Tav Corridoio 1 – lotto 4 da Pescantina a Porta Nuova Provincia e RFI firmano l’accordo per risolvere il Nodo di Verona

di admin
In seguito alla firma di oggi, RFI produrrà in 10 mesi il nuovo progetto preliminare che conterrà le soluzioni per i punti critici del tracciato nell'ingresso a Verona dei treni ad Alta velocità.

La sottoscrizione del protocollo fra Provincia, Regione, Comune e RFI riguarda il lotto 4 del Quadruplicamento della linea ferroviaria “Fortezza – Verona”, che è prioritario subito dopo il lotto 1 – Fortezza e la cui conclusione è prevista per il 2026 in concomitanza con l’apertura della Galleria di base del Brennero.

Per i tratti che attraversano i centri abitati – con particolare riferimento ai quartieri di Chievo, La Sorte, Croce Bianca e San Massimo – RFI si impegna ad effettuare analisi per l’interramento sia della linea storica sia della linea ad Alta Capacità, adottando le migliori tecnologie disponibili. Qualora ciò non fosse possibile saranno previsti interventi di mitigazione acustica, paesaggistica e ambientale a tutela degli abitanti della zona. Il progetto, inoltre, dovrà tener conto delle opere infrastrutturali programmate dal Comune di Verona. Gli enti firmatari si impegnano anche ad istituire un osservatorio che avrà il compito di definire, attuare, aggiornare e monitorare l’attività di comunicazione sui lavori.

Presidente Miozzi: “La firma di oggi del protocollo d’intesa credo sia una meta molto importante per la città di Verona, che così risolve un problema non piccolo per quanto riguarda l’ingresso in città dell’Alta velocità. Questo risultato è stato il frutto di una grande sinergia con il governo centrale, ma anche con gli altri enti: Comune e Regione. Una volta che il tracciato sarà esattamente definito, la Comunità Europea potrà finanziare il progetto che per Verona è rilevante. La nostra città è uno dei nodi fondamentali per il trasporto merci e non solo, l’Alta velocità rappresenta l’opportunità per nuove infrastrutture. Si tratta dunque di un’occasione che non possiamo perdere e che dobbiamo attuare nella maniera meno invasiva e con il massimo rispetto delle esigenze dei residenti.”
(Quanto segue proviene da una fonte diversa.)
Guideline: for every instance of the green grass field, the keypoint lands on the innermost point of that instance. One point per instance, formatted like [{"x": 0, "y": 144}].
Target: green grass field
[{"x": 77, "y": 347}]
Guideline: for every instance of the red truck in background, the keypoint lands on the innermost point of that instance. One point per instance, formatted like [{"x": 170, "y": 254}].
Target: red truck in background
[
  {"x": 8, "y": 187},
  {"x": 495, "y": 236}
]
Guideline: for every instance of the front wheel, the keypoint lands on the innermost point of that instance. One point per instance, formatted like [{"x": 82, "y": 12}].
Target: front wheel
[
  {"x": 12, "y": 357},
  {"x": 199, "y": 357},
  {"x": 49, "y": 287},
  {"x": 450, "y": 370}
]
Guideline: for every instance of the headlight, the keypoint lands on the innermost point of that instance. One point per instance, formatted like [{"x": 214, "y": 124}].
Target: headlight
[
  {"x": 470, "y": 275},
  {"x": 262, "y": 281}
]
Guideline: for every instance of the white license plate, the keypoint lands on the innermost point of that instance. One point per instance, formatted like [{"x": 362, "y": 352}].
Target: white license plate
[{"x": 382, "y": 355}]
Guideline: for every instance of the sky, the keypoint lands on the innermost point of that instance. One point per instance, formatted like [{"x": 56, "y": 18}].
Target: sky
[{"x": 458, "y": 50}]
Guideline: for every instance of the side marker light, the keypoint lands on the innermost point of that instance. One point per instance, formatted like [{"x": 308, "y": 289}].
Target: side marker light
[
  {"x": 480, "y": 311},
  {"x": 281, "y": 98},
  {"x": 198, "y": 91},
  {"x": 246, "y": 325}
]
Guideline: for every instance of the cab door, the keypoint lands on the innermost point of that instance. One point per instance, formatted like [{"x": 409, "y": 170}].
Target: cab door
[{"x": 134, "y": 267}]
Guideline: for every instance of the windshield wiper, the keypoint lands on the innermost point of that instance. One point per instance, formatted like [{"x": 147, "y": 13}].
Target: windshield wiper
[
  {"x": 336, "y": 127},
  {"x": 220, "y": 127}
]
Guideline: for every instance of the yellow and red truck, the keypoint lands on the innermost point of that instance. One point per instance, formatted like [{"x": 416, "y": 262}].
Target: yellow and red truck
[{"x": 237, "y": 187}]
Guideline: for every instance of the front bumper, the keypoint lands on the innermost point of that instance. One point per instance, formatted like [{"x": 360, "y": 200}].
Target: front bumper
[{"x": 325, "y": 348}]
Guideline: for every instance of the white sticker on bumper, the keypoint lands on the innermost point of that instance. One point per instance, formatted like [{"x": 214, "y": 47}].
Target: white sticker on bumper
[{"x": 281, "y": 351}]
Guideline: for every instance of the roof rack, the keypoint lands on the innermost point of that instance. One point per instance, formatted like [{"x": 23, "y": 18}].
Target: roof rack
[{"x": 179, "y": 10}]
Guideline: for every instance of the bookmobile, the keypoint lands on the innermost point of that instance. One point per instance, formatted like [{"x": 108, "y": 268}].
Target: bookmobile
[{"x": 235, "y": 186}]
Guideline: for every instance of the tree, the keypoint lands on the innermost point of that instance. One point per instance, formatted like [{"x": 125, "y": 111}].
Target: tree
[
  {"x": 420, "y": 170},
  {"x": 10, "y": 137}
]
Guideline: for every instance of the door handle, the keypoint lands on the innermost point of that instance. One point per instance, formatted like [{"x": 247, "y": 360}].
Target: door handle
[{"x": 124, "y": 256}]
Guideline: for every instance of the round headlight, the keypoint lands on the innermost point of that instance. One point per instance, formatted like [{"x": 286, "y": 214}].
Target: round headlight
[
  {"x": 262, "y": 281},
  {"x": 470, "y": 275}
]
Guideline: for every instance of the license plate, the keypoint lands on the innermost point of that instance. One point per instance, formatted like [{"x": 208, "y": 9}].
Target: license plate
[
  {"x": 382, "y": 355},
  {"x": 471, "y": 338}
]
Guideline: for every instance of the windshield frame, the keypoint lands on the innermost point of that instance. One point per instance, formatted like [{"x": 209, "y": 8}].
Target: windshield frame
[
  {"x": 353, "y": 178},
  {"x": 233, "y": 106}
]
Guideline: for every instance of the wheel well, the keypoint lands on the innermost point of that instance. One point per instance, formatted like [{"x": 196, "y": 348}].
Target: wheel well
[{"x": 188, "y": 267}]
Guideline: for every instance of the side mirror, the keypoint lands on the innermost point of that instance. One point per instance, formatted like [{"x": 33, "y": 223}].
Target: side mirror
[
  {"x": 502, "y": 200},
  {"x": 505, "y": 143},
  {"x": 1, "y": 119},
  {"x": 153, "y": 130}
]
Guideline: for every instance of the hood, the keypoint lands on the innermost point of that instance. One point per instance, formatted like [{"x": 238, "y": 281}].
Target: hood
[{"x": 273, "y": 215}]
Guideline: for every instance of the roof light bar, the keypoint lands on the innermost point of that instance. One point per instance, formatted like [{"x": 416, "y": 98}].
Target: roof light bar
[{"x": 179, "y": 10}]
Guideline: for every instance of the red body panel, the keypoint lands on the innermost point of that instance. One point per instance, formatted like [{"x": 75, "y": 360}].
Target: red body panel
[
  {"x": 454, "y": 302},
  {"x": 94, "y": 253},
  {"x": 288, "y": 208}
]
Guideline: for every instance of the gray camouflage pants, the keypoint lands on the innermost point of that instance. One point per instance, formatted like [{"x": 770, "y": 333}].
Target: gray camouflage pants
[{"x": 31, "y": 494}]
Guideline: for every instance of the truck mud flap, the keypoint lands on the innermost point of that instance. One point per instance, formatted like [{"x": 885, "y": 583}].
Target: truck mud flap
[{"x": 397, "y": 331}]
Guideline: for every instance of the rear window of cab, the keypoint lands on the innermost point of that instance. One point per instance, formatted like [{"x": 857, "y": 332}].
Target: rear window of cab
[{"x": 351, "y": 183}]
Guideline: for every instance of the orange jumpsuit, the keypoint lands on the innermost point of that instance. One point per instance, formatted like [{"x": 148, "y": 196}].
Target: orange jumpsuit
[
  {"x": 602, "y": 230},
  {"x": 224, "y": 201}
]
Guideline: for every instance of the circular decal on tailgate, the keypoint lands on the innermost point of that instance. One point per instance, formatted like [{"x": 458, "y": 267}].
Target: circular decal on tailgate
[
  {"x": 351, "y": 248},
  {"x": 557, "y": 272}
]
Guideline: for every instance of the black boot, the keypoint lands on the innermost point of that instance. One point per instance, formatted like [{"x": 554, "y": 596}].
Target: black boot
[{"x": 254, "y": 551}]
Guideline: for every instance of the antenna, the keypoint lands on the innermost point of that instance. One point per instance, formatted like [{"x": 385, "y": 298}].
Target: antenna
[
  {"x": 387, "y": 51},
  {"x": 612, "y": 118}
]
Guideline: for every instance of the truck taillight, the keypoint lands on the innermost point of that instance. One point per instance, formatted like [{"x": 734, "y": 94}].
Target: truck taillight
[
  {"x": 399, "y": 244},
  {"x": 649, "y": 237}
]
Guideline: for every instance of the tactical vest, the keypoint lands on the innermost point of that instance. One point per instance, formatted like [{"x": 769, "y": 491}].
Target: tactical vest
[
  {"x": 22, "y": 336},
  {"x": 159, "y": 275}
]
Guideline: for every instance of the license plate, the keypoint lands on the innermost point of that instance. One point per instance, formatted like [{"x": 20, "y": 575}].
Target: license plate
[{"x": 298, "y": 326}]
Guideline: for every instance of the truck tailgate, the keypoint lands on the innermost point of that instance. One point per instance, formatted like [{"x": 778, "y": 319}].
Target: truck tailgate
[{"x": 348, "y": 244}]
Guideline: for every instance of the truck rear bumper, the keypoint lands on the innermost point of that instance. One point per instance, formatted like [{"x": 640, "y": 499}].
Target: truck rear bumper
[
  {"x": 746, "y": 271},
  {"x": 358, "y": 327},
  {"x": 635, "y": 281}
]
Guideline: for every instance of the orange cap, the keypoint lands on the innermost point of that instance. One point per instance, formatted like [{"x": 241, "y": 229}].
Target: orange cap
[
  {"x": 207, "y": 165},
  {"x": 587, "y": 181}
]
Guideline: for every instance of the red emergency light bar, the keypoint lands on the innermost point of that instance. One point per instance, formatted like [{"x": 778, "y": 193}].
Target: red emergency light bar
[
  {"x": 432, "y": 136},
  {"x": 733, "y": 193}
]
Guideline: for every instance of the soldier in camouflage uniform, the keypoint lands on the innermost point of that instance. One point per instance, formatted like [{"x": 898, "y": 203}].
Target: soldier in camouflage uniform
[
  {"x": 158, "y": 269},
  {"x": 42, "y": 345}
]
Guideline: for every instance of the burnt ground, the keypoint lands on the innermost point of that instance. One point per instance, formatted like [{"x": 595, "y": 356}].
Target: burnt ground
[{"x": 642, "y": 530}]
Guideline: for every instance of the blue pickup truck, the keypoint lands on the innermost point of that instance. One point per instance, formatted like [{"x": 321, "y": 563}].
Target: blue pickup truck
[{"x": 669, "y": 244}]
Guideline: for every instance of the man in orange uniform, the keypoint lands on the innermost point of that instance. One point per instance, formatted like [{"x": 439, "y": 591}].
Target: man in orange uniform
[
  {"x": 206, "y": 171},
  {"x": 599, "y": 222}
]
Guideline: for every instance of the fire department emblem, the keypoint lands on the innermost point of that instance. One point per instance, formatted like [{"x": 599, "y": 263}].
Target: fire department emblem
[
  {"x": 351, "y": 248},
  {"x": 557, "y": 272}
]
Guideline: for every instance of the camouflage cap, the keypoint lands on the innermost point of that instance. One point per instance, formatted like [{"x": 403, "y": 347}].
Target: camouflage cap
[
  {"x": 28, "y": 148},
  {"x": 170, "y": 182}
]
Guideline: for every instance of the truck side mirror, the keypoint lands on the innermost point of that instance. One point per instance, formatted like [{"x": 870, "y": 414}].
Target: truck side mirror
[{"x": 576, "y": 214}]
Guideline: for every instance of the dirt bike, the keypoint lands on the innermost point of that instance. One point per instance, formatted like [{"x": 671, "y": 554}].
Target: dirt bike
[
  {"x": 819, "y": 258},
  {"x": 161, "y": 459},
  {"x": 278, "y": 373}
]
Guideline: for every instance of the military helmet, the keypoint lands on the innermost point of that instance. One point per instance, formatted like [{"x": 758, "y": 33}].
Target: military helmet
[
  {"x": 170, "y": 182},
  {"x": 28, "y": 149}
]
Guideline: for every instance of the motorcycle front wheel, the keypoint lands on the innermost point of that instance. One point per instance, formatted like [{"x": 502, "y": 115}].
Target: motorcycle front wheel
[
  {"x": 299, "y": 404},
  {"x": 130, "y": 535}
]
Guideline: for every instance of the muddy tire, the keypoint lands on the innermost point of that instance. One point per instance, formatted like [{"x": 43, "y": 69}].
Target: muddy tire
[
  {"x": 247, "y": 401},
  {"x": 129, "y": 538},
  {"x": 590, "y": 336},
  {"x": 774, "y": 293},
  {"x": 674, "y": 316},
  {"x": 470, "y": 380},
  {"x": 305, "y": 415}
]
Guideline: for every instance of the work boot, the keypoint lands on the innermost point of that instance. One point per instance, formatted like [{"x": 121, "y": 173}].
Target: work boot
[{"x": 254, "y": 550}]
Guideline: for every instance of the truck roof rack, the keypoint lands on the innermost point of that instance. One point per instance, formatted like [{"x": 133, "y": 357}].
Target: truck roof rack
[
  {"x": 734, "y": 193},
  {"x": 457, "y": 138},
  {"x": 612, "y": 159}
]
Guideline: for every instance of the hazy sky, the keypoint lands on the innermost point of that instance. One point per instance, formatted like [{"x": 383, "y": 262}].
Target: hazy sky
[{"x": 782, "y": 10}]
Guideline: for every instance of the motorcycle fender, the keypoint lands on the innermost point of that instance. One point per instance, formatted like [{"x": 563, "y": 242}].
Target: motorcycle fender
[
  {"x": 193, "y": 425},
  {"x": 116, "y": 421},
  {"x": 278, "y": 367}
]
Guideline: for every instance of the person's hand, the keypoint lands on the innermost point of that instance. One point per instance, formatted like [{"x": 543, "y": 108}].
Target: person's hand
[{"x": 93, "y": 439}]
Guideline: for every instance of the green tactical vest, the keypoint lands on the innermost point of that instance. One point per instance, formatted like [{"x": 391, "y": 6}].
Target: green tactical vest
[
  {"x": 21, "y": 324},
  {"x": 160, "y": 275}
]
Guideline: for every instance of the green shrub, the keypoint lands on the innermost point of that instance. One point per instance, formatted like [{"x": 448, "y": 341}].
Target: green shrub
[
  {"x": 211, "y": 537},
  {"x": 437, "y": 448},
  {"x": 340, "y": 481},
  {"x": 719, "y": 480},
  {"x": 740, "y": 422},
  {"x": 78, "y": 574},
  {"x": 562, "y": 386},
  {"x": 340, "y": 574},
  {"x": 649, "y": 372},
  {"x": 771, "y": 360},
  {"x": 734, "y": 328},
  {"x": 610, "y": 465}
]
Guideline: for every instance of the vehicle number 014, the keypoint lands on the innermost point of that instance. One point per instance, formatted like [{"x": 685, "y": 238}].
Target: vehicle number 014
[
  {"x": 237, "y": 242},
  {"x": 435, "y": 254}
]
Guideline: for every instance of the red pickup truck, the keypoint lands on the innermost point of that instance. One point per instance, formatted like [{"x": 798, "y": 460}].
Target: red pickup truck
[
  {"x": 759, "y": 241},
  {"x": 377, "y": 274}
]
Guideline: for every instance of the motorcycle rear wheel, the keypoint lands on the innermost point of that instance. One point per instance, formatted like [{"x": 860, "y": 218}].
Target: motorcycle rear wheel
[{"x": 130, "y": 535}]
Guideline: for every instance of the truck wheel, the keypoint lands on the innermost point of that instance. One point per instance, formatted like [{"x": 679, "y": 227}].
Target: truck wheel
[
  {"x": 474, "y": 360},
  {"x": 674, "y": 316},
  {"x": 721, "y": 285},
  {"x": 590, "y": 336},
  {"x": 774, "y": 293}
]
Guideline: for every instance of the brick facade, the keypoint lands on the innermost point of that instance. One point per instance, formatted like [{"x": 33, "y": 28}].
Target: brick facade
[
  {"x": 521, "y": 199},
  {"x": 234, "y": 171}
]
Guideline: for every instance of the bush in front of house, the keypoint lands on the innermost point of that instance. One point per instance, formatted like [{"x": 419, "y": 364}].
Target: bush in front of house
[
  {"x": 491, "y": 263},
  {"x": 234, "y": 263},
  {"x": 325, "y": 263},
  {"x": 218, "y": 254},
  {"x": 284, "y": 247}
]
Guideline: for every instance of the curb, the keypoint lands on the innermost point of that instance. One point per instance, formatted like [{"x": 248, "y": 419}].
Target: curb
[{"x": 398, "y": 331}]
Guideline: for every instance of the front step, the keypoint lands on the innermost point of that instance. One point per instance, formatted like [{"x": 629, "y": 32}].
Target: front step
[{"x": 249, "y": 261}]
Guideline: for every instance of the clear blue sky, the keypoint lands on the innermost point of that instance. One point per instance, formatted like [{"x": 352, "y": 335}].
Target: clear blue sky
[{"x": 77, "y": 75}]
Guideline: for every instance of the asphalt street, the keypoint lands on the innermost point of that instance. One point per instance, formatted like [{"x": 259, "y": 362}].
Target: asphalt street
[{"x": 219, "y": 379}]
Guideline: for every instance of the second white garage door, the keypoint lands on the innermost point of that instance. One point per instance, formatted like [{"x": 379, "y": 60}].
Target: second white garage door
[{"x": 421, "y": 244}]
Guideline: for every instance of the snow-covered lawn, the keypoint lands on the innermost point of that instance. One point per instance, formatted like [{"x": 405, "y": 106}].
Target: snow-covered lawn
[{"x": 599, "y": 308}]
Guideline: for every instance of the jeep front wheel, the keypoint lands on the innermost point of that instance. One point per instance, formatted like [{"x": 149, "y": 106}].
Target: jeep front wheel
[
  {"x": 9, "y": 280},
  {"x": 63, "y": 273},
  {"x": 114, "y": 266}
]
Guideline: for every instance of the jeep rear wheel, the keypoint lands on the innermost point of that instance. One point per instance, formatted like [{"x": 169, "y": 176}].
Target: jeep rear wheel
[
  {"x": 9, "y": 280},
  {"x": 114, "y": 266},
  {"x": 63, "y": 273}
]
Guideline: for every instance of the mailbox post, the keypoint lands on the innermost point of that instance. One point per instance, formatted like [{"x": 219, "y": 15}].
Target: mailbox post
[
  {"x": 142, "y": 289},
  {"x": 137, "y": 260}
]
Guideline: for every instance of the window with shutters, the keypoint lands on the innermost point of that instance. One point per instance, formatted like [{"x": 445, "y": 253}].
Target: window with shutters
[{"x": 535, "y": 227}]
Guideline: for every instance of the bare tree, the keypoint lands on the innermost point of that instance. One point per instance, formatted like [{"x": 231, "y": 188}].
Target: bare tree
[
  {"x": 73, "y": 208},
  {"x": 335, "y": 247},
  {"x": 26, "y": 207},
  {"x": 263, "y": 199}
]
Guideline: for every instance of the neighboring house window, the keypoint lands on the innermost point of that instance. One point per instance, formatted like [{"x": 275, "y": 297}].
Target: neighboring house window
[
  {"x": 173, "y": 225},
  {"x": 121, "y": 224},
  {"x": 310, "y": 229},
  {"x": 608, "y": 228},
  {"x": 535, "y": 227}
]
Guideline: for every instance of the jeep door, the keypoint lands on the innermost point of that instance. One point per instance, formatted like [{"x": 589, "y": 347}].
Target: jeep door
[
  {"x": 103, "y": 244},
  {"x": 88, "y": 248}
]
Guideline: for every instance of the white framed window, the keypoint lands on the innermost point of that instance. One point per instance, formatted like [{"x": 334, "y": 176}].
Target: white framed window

Assessore Campedelli: “Non è stato facile arrivare alla firma di questo protocollo, che ha riunito Regione, Rfi, Comune e Provincia. Come Provincia abbiamo svolto un ruolo di coordinamento tra gli enti e abbiamo dato voce delle esigenze del territorio, adoperandoci affinché la realizzazione di questa tratta avvenisse nella maniera meno impattante possibile per l’ambiente e per gli abitanti della zona”.

Direttore RFI – Bocchimuzzo: “Da domani inizieremo a lavorare alla progettazione della linea ferroviaria di ingresso a Verona e, da questo momento, avremo 10 mesi per stilare il progetto preliminare. Come Rfi possiamo anche progettare nuovi tracciati di binari, ma se non abbiamo la condivisione degli enti che gestiscono il territorio su cui deve essere realizzata l’opera non si va avanti. La firma di questo protocollo riveste quindi una grande importanza, perché ci consente di pianificare seguendo indicazioni chiare e condivise da tutti i firmatari”.

Commissario governativo – Fabris: “Oggi siamo arrivati ad un punto di non ritorno, che conclude una vicenda ormai decennale. Il lotto 4 è prioritario ed è fondamentale che sia realizzato nel migliore dei modi poiché costituisce il secondo lotto prioritario della tratta, dopo il primo lotto Fortezza-Ponte Gardena. Inoltre, non dimentichiamo che a Verona c’è il Quadrante Europa, il più importante interporto europeo. Non mi sono pronunciato prima che venisse siglato il protocollo perché, come è già avvenuto in passato, finché non si appongono le firme la situazione può ancora cambiare; oggi, invece possiamo dire con certezza che quest’opera sarà realizzata nella maniera più efficiente possibile”.